III - Eléments concernant le problème particulier des nitrates
A la suite de la constatation de l'augmentation des teneurs en nitrates de certaines eaux, le ministère chargé de la santé a défini dans la circulaire du 10 juillet 1981 la position sanitaire suivante : "à compter d'août 1985, toutes les eaux destinées à la consommation humaine. au sens de la directive C.E.E. du 15 juillet 1980, devront avoir une teneur en nitrates inférieure ou égale a 50 mg/l.
- Pendant la période transitoire
* La teneur en nitrates des eaux conditionnées doit être toujours inférieure ou égale a 44 mg/l ;
* L'utilisation d'un nouveau captage ne doit être autorisée que si l'eau produite à une teneur en nitrates inférieure ou égale à 50 mg/l ;
* L'eau d'une distribution existante contenant plus de 100 mg/l ne doit pas être consommée ;
*l'eau d'une distribution existante dont la teneur en nitrates est comprise entre 50 et 100 mg/l peut être utilisée pour la consommation sauf pour les femmes en période de gestation et les nourrissons âgés de moins de six mois.

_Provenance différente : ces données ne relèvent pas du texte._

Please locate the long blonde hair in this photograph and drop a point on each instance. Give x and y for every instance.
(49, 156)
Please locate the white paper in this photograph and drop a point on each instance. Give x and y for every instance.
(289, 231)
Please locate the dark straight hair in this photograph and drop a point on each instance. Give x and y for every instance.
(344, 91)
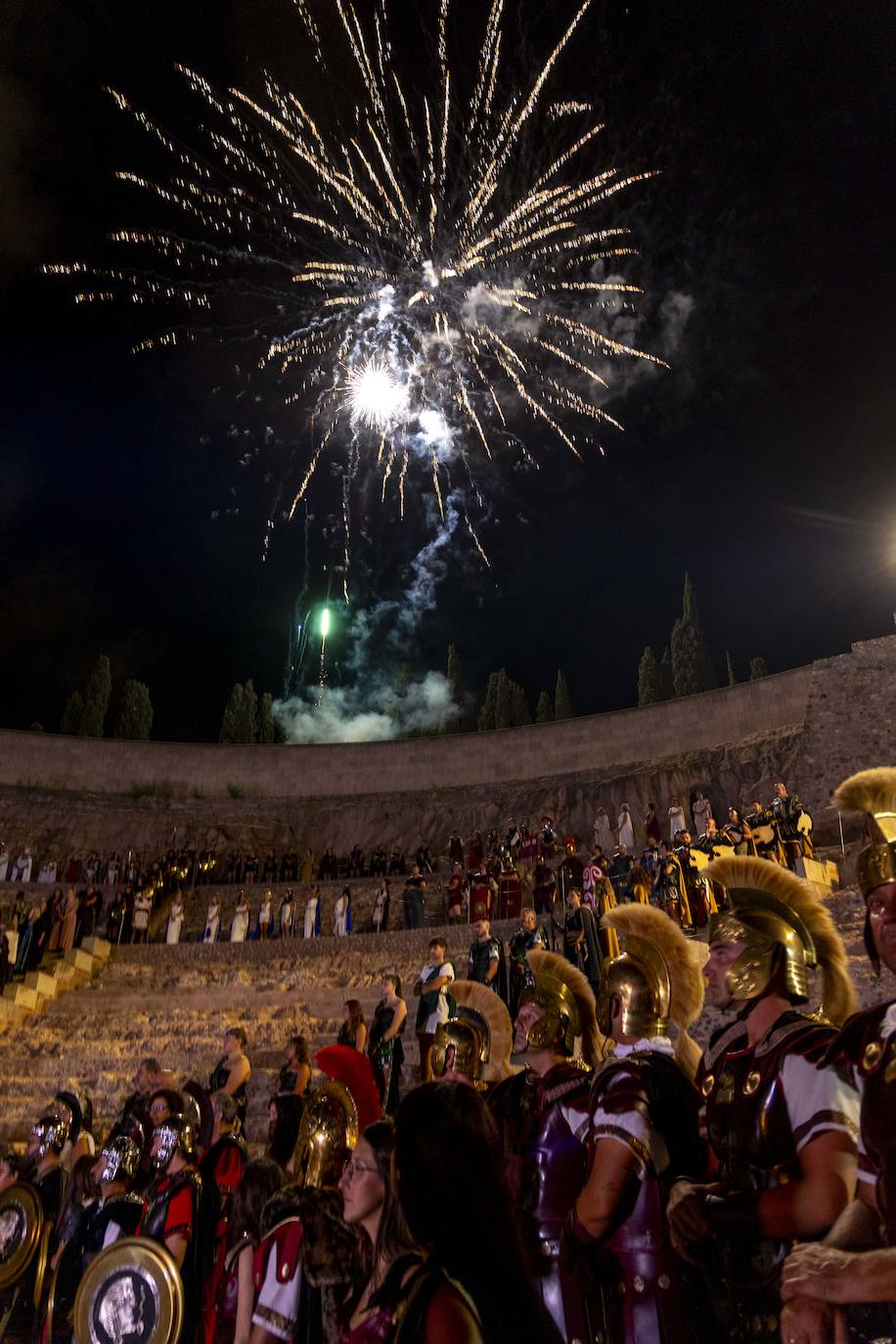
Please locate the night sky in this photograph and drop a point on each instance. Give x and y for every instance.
(763, 461)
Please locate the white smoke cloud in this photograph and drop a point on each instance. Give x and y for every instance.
(378, 703)
(368, 714)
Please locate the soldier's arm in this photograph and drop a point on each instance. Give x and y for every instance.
(812, 1204)
(607, 1189)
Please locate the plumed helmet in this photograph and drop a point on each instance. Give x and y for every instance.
(657, 978)
(119, 1157)
(50, 1132)
(568, 1005)
(874, 791)
(175, 1135)
(778, 916)
(478, 1041)
(327, 1136)
(75, 1110)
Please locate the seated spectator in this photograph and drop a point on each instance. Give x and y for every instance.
(353, 1030)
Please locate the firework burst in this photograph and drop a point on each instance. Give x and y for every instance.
(418, 279)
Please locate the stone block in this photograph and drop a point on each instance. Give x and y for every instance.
(97, 948)
(45, 984)
(22, 996)
(81, 960)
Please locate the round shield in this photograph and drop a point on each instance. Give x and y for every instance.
(21, 1228)
(130, 1294)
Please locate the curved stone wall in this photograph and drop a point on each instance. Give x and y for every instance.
(598, 742)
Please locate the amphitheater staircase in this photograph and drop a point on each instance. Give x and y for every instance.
(175, 1003)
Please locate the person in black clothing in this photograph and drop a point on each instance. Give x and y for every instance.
(413, 899)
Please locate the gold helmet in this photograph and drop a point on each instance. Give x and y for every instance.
(475, 1043)
(874, 791)
(776, 915)
(657, 978)
(569, 1008)
(327, 1135)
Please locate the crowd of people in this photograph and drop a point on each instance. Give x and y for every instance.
(569, 1165)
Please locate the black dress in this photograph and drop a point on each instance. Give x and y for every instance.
(387, 1056)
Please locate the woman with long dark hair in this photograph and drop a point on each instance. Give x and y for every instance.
(475, 1285)
(384, 1048)
(370, 1203)
(237, 1296)
(353, 1030)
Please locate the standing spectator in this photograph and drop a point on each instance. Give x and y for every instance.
(47, 872)
(384, 1046)
(342, 915)
(651, 824)
(454, 899)
(212, 919)
(381, 906)
(434, 1008)
(676, 819)
(701, 809)
(175, 918)
(295, 1074)
(413, 899)
(22, 867)
(625, 827)
(313, 913)
(233, 1071)
(240, 923)
(602, 832)
(370, 1203)
(353, 1030)
(265, 922)
(287, 916)
(86, 913)
(140, 924)
(66, 926)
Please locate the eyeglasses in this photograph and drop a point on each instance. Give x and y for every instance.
(352, 1168)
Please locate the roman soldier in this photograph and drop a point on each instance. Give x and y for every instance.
(527, 937)
(542, 1116)
(308, 1261)
(118, 1208)
(643, 1132)
(486, 963)
(782, 1131)
(857, 1260)
(474, 1046)
(179, 1217)
(220, 1168)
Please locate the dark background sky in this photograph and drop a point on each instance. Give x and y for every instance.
(763, 463)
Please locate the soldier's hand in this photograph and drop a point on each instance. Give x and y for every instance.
(808, 1322)
(688, 1222)
(820, 1272)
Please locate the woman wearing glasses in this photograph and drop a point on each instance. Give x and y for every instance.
(389, 1260)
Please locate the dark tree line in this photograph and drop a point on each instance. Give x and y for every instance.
(687, 665)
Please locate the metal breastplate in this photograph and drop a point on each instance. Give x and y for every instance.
(747, 1122)
(156, 1215)
(558, 1157)
(877, 1070)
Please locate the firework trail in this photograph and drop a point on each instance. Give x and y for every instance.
(420, 279)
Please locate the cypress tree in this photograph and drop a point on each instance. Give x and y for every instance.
(733, 679)
(649, 678)
(97, 699)
(135, 712)
(544, 708)
(666, 685)
(561, 701)
(72, 714)
(488, 711)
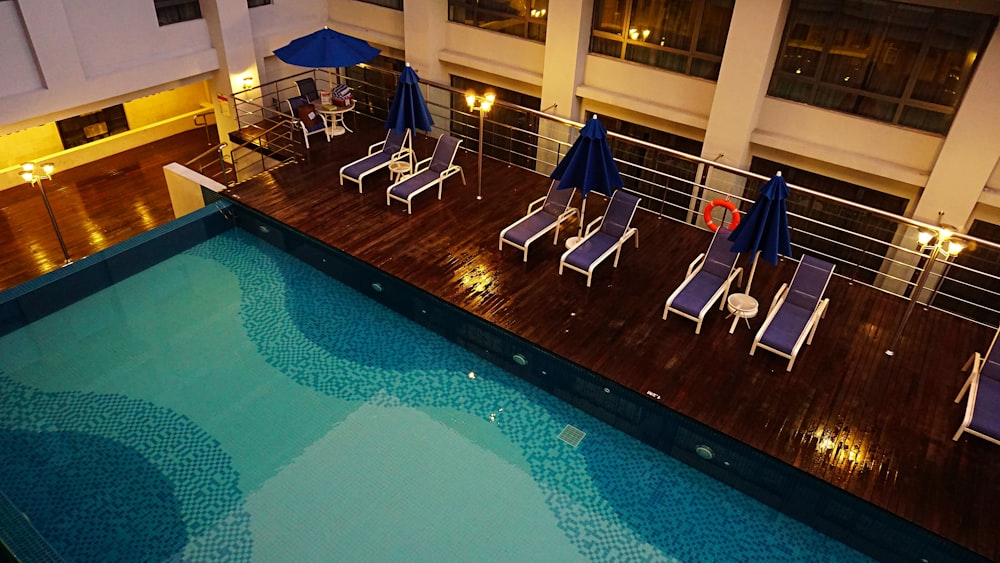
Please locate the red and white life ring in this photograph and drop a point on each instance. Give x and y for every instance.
(721, 203)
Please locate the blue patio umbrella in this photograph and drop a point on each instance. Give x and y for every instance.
(326, 48)
(589, 165)
(408, 110)
(763, 232)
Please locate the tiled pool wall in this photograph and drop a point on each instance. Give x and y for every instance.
(828, 509)
(853, 521)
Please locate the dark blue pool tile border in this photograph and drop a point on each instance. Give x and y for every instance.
(849, 519)
(826, 508)
(46, 294)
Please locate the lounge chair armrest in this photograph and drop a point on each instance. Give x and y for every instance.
(592, 224)
(535, 205)
(401, 155)
(570, 211)
(422, 165)
(779, 296)
(694, 263)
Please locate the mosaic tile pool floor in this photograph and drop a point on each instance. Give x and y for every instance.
(233, 404)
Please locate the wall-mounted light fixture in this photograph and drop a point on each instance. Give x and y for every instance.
(940, 242)
(482, 104)
(30, 173)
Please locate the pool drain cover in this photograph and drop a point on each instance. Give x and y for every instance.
(572, 435)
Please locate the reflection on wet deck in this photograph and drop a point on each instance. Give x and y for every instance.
(878, 427)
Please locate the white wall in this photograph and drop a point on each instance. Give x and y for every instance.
(89, 57)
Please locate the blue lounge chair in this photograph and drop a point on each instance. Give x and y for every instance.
(428, 173)
(395, 148)
(544, 214)
(708, 278)
(311, 121)
(604, 235)
(796, 310)
(307, 89)
(982, 412)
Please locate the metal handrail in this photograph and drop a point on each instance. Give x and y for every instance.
(893, 261)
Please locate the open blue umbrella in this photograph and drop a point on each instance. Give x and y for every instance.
(589, 165)
(763, 232)
(326, 48)
(408, 110)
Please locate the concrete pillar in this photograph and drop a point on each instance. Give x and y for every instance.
(424, 38)
(971, 150)
(229, 27)
(567, 42)
(751, 47)
(49, 30)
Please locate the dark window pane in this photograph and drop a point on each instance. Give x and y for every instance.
(394, 4)
(609, 16)
(715, 26)
(904, 54)
(705, 69)
(937, 122)
(666, 35)
(604, 46)
(791, 89)
(667, 24)
(520, 18)
(837, 99)
(175, 11)
(655, 57)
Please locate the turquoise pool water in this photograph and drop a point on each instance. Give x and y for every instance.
(235, 404)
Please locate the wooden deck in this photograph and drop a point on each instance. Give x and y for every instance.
(878, 427)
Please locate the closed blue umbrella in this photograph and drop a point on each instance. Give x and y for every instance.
(408, 110)
(763, 232)
(589, 165)
(326, 48)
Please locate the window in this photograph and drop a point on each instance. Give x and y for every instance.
(175, 11)
(394, 4)
(685, 36)
(524, 18)
(89, 127)
(898, 63)
(373, 87)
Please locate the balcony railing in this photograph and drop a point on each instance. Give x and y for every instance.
(869, 246)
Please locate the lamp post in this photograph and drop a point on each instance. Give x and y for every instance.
(29, 172)
(482, 104)
(939, 242)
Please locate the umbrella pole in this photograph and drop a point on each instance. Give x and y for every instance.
(753, 268)
(573, 241)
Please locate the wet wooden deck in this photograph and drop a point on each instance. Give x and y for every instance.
(878, 427)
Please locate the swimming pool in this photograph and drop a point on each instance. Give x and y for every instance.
(234, 403)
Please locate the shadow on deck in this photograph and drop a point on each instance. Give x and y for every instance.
(875, 426)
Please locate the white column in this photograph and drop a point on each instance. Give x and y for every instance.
(751, 47)
(425, 37)
(567, 41)
(50, 33)
(229, 27)
(971, 150)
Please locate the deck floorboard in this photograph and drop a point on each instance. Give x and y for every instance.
(875, 426)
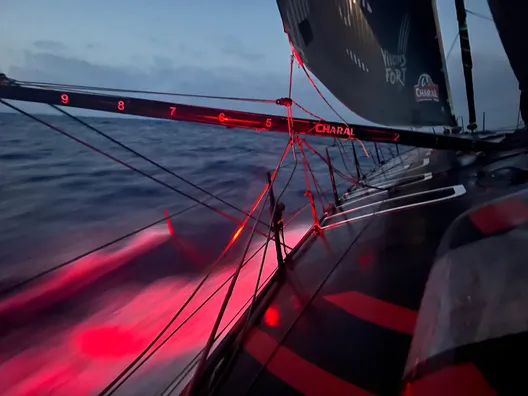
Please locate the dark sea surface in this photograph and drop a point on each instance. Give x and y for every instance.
(59, 200)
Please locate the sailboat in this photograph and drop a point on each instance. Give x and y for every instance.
(413, 281)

- D'une manière générale, des efforts doivent être entrepris pour éviter les élévations de teneurs en nitrates dans les eaux.
Ce texte demandait aux D.D.A.S.S. de dresser le bilan de la teneur en nitrate des eaux de chaque département la synthèse nationale de cette enquête qui a porté sur environ 53.000.000 d'habitants, 20.000 unités de distribution et sur plus de 100.000 analyses, a été publiée en 1982 sous la forme d'un cahier de promotion de la santé et d'une carte.
A la suite de ces travaux, des mesures ont été prises pour informer les personnes qui recevaient des eaux dont la teneur en nitrates dépassaient 50 mg/l des précautions qu'elles devaient prendre si elles étaient enceintes ou vis-à-vis des jeunes enfants. Des études et des travaux ont été engagés pour améliorer la qualité des eaux, des aides ont été accordées en priorité par le ministère chargé de l'agriculture (fond national pour le développement des adductions d'eau) et les agences financières de bassin.
Des actions sont menées également par les ministères de l'environnement et de l'agriculture pour analyser les différentes causes d'apports de nitrates et pour informer les agriculteurs des modifications à appliquer à certaines pratiques culturales pour diminuer les apports d'engrais et les fuites de nitrates dans les eaux.
Du temps est nécessaire pour la réalisation des travaux et malgré les efforts importants déjà entrepris. Il est apparu que pour certaines unités de distribution, la norme de 50 milligrammes par litre ne pourrait pas être respectée en août 1985.
Ainsi que le permet la directive européenne une procédure de dérogation a été engagée mais une dérogation ne peut être envisagée que s'il n'existe pas de risque pour la santé des consommateurs.
Le conseil supérieur d'hygiène publique de France a donné un avis favorable à la mise en place d'une procédure de dérogation dans des conditions bien définies (circulaire du 29 avril 1985).
En application de ce texte, les dérogations ne seront accordées par les commissaires de la République que si la collectivité responsable de la distribution de l'eau s'engage à mettre en oeuvre un plan d'amélioration de la qualité de l'eau dans des délais fixés. L'acceptation d'une dérogation constitue un contrat entre l'autorité sanitaire de l'état et les élus locaux responsables de la distribution de l'eau. Elle n'est pas à une mesure laxiste mais correspond à un engagement d'action.